It’s about time, in an effort to man myself up, that I got fit. So, this week I’ve officially signed up to my local gym. That’s right; I’m stupid enough to allow them to take a £31.50 direct debit out of my account each month in return for sweet FA. With the best will in the world, I’ll probably fail miserably. In fact, I urge you all to challenge me on a regular basis to find out if I have been putting my money to good use, or whether I’ll just waste those twelve instalments until I get the opportunity to cancel it.
I quite like the idea of being a gym member. It’s kind of like a little exclusive club that I’m now a part of… only, I think I’m the only 6’3” pale gangly fellow there. Having put on my gym kit the other day, I couldn’t help but think that I actually looked like a 12 year old girl. I mean, there are some proper machines at the gym – proper muscle bound freaks and ones that will no doubt bully me off the equipment. After all, if I stand sideways then they probably won’t be able to see me using it because I’m so scrawny. When I went in the other day, there were all these meatheads in there just pumping iron, looking at themselves all oily in the mirror and sat thinking “Ohhhh yeeeeah”. Although despite me tensing up my little pigeon chest… I’m not actually ashamed to be so slender, nope. It’s quite something to boast that if I were a woman, I’d probably be a size 0 (in your face women) and that I’d have sexy legs – just a tad hairy. But, cross dressing aside, it’s time to get fit. As I say to my fat housemate, he really needs to turn that A into an I. The fatty.

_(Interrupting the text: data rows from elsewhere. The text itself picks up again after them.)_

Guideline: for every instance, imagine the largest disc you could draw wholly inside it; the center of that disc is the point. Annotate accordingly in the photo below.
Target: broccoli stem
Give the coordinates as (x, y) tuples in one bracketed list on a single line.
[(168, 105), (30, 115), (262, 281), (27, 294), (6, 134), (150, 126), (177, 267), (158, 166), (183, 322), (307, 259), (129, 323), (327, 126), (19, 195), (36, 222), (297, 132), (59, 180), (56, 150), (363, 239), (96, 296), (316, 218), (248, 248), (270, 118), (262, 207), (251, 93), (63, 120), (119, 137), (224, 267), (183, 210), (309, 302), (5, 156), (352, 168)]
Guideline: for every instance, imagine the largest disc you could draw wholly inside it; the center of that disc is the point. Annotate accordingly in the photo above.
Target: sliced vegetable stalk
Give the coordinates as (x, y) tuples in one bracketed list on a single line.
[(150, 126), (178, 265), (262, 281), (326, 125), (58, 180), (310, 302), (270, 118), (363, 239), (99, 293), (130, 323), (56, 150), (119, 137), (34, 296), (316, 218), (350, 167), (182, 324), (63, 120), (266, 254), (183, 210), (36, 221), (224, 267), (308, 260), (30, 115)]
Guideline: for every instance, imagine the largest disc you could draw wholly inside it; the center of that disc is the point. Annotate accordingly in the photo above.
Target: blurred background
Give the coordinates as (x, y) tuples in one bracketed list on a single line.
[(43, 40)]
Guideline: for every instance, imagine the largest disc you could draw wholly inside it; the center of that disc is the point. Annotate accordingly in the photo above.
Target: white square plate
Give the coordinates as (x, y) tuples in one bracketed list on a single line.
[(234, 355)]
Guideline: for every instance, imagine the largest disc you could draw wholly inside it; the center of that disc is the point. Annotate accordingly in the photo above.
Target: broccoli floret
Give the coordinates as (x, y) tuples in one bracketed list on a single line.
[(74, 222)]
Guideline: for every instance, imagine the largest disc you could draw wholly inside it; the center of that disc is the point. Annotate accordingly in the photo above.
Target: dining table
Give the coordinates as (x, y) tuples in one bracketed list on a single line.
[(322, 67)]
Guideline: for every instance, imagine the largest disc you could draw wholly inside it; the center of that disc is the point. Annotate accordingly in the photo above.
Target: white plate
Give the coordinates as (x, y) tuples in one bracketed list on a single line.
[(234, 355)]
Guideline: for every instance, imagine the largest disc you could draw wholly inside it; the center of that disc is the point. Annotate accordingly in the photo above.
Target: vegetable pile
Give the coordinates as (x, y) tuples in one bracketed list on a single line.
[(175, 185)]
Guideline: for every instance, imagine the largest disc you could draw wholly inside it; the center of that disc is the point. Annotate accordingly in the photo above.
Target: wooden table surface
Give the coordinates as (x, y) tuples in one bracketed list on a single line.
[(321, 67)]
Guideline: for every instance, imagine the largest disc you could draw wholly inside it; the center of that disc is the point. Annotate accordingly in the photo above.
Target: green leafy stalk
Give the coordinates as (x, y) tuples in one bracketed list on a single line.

Though, I think I might have developed some sort of phobia of the gym already. I’m a tad worried that these meatheads are going to be thinking “Er, what’s this child doing in the gym?”, before I go over and politely ask “can I borrow this weight?”, before they pick it up with ease, pass it to me and I’m forced to drag it along the floor. Is it just me with this new phobia of the gym and general gymyness? Or I am just looking for even more reasons not to go…?
If by some miracle you happen to see my sweating it out at the gym, do me a favour will you? Can you pick up the weight for me that I’m dragging along the floor? Many thanks.